This ecological region extends from Alaska south through southern Yukon, interior British Columbia and the Alberta foothills, through northern California and over into Nevada. It contains the highest mountains of North America and some of the continent’s most diverse mosaics of ecosystem types, ranging from alpine tundra to dense conifer forests to dry sagebrush and grasslands. There are major river systems, including the headwaters to both the Fraser and Columbia rivers. The basis for aggregating all this diversity into one ecological region is topographic— the chains of mountains that traverse its whole length. This region of 800,000 people is a major tourist area for skiing, hiking and other outdoor recreational pursuits. Substantial forestry and mining activity occur throughout.
This ecological region consists of extensive mountains and plateaus separated by wide valleys and lowlands. Most of these plains and valleys are covered by moraine and, to some degree, fluvial and lacustrine deposits, whereas the mountains consist largely of colluvium and rock outcrops. Numerous glacial lakes occur at higher elevations. Soils are variable, encompassing shallow soils of alpine sites and nutrient-poor forest soils of the mountain slopes, as well as soils suitable for agriculture and those rich in calcium that support natural dry grasslands.

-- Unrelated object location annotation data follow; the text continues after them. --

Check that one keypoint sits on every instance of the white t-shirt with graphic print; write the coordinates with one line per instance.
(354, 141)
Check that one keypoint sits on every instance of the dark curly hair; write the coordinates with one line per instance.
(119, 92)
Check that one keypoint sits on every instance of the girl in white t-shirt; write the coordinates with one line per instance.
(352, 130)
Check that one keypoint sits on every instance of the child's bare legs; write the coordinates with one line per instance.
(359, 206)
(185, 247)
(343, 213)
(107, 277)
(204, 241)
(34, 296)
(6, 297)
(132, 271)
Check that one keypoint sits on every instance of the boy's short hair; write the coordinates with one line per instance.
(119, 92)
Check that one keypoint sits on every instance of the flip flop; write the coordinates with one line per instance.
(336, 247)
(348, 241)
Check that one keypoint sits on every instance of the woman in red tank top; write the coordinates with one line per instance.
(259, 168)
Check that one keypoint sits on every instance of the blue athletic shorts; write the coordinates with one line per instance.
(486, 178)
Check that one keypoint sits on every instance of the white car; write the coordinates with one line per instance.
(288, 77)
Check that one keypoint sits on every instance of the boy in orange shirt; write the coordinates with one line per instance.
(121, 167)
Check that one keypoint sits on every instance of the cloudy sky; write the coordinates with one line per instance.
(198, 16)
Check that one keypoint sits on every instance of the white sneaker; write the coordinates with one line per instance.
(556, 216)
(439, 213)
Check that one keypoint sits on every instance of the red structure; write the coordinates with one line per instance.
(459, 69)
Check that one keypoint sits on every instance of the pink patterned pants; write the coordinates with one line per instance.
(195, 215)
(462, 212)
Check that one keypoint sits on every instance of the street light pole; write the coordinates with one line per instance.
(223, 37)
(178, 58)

The climate is sub-arid to arid and mild in southern lower valleys, humid and cold at higher elevations within the central reaches, and cold and sub-arid in the north. Moist Pacific air and the effect of orographic rainfall control the precipitation pattern such that both rain shadows and wet belts are generated, often in close geographic proximity to each other. The rain shadow cast by the massive coast mountains results in a relatively dry climate. The Rocky Mountains also impede the westward flow of cold, continental Arctic air masses. Mean annual temperatures range between –6°C in the north to 7°C to 10°C in south. Mean summer temperatures range from 10°C to 21°C, whereas mean winter temperatures range from –23°C to 0°C. Annual precipitation varies with elevation, from 2,600 millimeters (mm) in the Cascade mountains to the north, to 400 mm in other mountainous areas, to between 250–500 mm in the valleys.
Vegetative cover is extremely diverse: alpine environments contain various herb, lichen and shrub associations; whereas the subalpine environment has tree species such as lodgepole pine, subalpine fir, silver fir, grand fir, and Engelmann spruce. With decreasing elevation, the vegetation of the mountainous slopes and rolling plains turns into forests characterized by ponderosa pine; interior Douglas fir; lodgepole pine and trembling aspen in much of the southeast and central portions; and western hemlock, western red cedar, Douglas fir and western white pine in the west and southwest. White and black spruce dominate the plateaus of the north. Shrub vegetation found in the dry southern interior includes big sagebrush, rabbit brush and antelope brush. Most of the natural grasslands that existed in the dry south have vanished, replaced by urban settlement and agriculture. Characteristic mammals include mule deer, elk, moose, mountain goat, California bighorn sheep, coyote, black and grizzly bear, hoary marmot and Columbian ground squirrel. Typical bird species include blue grouse, Steller’s jay and black-billed magpie.
Commercial forest operations have been established in many parts, particularly in the northern interior sections. Mining, oil and gas production, and tourism are the other significant activities. In the eastern Rocky and Columbia mountains, however, national and provincial parks have been established for recreational use or as reserves for wildlife habitat. It is mainly in the valleys that areas have been improved for range or are farmed. The southern valleys are important for their orchards and vineyards. More than half of the region’s 800,000 people live in cities and towns. The larger cities include Whitehorse, Prince George, Kamloops, Banff, Thedford, South Lake Tahoe, LaGrande, Kalispell, Steamboat Springs and Jackson.